Straffan House Outside 2

While some of the ‘Big House’ families abandoned Ireland in the wake of independence, many others kept their heads down and carried on. Straffan House still boasted a thriving community of twenty people living in the house in the 1920s, sixteen of whom were paid servants. When Lillian Barton realised the flowers clashed with her dress ahead of the annual hunt ball at Straffan House, she ordered the flowers to be changed. And yet the Bartons also retained a keen sense of benevolence. Straffan was one of the first estates to provide a medical dispensary for its employees; it stood opposite the entrance to the Church in Straffan village.

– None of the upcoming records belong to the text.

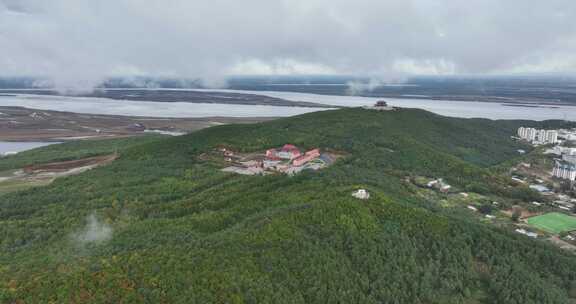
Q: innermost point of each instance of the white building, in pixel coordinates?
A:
(538, 136)
(564, 171)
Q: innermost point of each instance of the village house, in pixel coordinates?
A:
(308, 156)
(288, 151)
(361, 194)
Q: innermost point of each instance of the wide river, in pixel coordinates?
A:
(183, 109)
(6, 147)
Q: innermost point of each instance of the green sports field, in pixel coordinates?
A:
(553, 222)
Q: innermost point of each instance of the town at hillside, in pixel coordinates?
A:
(287, 159)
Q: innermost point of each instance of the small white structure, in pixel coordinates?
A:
(564, 171)
(361, 194)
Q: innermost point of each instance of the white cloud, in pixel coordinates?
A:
(79, 42)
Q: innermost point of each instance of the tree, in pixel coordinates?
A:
(516, 215)
(486, 209)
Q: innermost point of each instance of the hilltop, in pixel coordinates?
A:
(163, 225)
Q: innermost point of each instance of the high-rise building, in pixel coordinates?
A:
(564, 171)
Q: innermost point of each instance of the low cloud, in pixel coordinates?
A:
(78, 43)
(95, 232)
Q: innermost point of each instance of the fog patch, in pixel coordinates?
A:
(95, 232)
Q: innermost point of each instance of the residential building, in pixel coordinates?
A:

Joan Barton operated as an unpaid district nurse to the surrounding countryside and, unusual for those times, she also employed a professional mid-wife to go to the estate cottages and attend to expectant mothers.

Today just three of Kildare’s ‘Big Houses’ remain in the hands of the families that lived there a hundred years ago, namely Killadoon, Gowran Grange and Burtown House. Those associated with the Big House include the Antarctic explorer Ernest Shackleton, the tenor County John McCormack, the photographer Derry Moore, the businessman Tony O’Reilly, the Ryanair founder Tony Ryan, the singer Chris de Burgh, his model daughter Rosanna Davison, the botanical artist Wendy Walsh, her photographer grandson James Fennell, the actor Paul Newman, the cosmetics queen Elizabeth Arden, the film director John Huston and his daughter Anjelica, the model Jasmine Guinness and her grandparents, the Hon. Desmond Guinness who, with his late wife Mariga, co-founded the Irish Georgian Society.

Big Houses & Hard Times is by Historian and Author Turtle Bunbury.

[1] Ardscull was the setting for a major battle in 1316 when a Scottish army defeated the English, paving the way for the Scots leader Edward the Bruce to be crowned king of Ireland on Faughart Hill, Co. Louth.